The three-dimensional data can be in the form of a single file, or can be a combined scene of a plurality of files in different scales and position postures in a three-dimensional space.

The "three-dimensional data" may be static, may be dynamically changing in position and posture over time, may be changing in shape over time, or may be changing in position and posture over time.

The "three-dimensional data" uses data enhancement methods to expand the data set, including but not limited to: color, reflectance.

In the step (III):

the "training environment" is a conductive physical rendering simulation engine.

The training environment may contain one rendering scene or may contain multiple rendering scenes in parallel.

The rendered scene comprises at least one three-dimensional imaging system and one three-dimensional object, as in fig. 3.

The three-dimensional imaging system comprises at least one camera and one structured light projector, as shown in fig. 3. The camera is a virtual camera having similar functions and parameters as a physical world camera, except that the image taken by the camera can differentiate any parameter in the scene. The structured light projector is a virtual active light source that has similar functions and parameters as an object world projection device, except that the projected image is steerable for any parameter in the scene.

In the three-dimensional imaging system, a fixed or variable included angle and a fixed or variable relative pose are arranged between the virtual camera and the structured light projector.

The relative position between the three-dimensional imaging system and the three-dimensional object is fixed or varies with time.

The virtual camera needs to set resolution, gray scale output or color output, distortion, focal length, and format and bit number of data according to actual usage scenario. To ensure that the simulation process approaches the actual use scenario.

The structured light projector needs to set attributes such as dimension, gray scale, low pass, distortion and the like according to an actual use scene so as to ensure that the simulation process is close to the actual use scene.

The virtual camera has a fixed angle of view, or a time-varying angle of view.

The rendered scene contains different types and numbers of ambient light sources, the number and types of ambient light sources and parameters (intensity, hue, direction, etc.) being fixed or varying over time to simulate ambient light disturbances in an actual usage scene.

The step (IV) is as shown in FIG. 4, and comprises the following substeps:

1) Generating a guided structured light encoding pattern using a structured light generation algorithm

The guided structured light coding pattern is generated by a neural network to generate a series of structured light generation parameters, and then the structured light coding pattern is calculated and generated by using the parameters. The algorithm used in the computational generation process is straightforward. The structured light generating parameter may be frequency, phase, etc. of sine and cosine structured light, or may be parameters such as coding bit number of pseudo-random lattice and dot size.

In another embodiment of the invention. The guided structured light generation algorithm directly generates a structured light pattern. The guided algorithm module may be a neural network, or may be other forms of learning-based methods.

The structured light generation algorithm takes a fixed random vector as input to generate a fixed resolution structured light pattern. The generation module needs to perform the constraint of the structured light according to the system constraint in the step (one).

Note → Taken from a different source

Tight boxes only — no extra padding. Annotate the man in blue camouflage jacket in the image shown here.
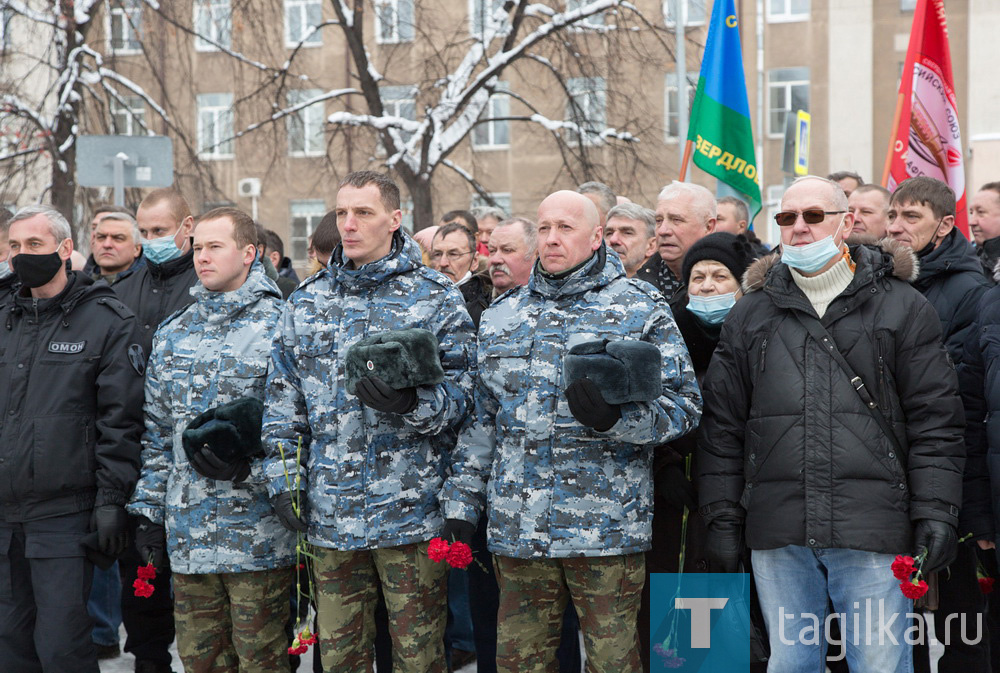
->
[456,191,701,673]
[128,208,295,673]
[264,171,478,673]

2) Projecting the generated structural pattern onto the surface of the three-dimensional object to be measured using a structured light projector

The structured light projector takes the generated structured light pattern as an input, and projects the pattern onto the surface of the object, and performs mixed rendering with the texture of the object, ambient light, and the like.

The structured-light pattern is an image or a set of images projected by a fixed projector.

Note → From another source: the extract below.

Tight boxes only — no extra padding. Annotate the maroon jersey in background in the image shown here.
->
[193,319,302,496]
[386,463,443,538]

In another embodiment of the invention, the structured-light pattern is an image or a set of images projected by a plurality of structured-light projectors of the same or different parameters.

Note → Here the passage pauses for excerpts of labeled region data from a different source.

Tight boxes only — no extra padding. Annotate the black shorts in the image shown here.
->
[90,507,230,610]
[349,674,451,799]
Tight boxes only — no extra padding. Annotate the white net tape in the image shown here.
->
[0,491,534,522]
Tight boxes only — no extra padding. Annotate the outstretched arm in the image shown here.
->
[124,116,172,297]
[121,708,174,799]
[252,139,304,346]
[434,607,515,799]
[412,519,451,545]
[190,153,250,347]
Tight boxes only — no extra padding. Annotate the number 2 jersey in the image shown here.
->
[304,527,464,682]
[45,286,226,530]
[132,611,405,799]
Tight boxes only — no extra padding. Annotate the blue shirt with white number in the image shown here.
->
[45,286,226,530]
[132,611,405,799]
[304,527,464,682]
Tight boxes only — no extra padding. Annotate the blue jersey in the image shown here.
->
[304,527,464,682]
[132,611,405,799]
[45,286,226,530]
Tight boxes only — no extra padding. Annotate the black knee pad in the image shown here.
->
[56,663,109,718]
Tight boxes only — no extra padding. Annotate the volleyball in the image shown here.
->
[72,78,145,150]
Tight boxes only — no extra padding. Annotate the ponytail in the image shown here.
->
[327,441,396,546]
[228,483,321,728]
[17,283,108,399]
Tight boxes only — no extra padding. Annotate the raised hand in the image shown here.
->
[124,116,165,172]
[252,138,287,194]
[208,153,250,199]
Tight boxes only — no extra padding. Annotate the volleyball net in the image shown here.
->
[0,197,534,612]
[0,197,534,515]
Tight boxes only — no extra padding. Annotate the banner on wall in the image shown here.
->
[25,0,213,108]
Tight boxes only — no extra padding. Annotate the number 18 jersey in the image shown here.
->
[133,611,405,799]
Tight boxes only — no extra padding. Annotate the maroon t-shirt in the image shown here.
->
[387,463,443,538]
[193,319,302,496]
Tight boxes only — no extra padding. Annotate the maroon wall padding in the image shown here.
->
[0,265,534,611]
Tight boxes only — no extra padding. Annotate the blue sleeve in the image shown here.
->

In another embodiment of the invention, the structured-light pattern is a set of images, each projected by a different structured-light projector.

3) Collecting structured light information of an object surface using a camera

At least one camera is used to collect structured light information of the object surface. The camera outputs an acquired structured light image, and also outputs a scene depth map aligned with the structured light, referred to as a depth map truth value. The depth characterization information includes, but is not limited to: depth map, normal map, curvature map, curved surface expansion map, UV map. The depth map may be any one of the above-described forms, or may be any combination of the above-described forms.

In another embodiment of the invention, the depth characterizing information is output by another depth camera having the same spatial position, same pose, and same angle of view as the structured light collection camera.

4) Decoding structured light collected by a camera using a structured light decoding algorithm

The guided structured light decoding algorithm is a guided algorithm module which can be optimized by using a back propagation algorithm, and can be a guided form of a traditional structured light algorithm, such as a guided form of phase shift profilometry, fourier transform profilometry, a feature matching algorithm, and the like, a neural network, or other learning-based methods.

The structured light decoding algorithm takes the structured light information of the object surface collected in the previous step as input, and outputs a predicted depth representation map or a combination of depth representation maps.

The step (five) comprises the following substeps:

1) Loading three-dimensional data

Before each rendering of the structured light image, one three-dimensional data is reloaded, or the spatial pose or combination mode of the three-dimensional data is transformed, or the texture characteristics of the three-dimensional data are transformed, or the spatial pose of the three-dimensional imaging system is transformed, or the combination changes are carried out. So that the three-dimensional scene within the camera field of view changes from the last time each rendering.

2) Establishing a loss function and calculating a loss

The loss function is used to describe the difference between the predicted depth map and the truth of the map. The loss function types include, but are not limited to: l1 loss, L2 loss, and some combination thereof.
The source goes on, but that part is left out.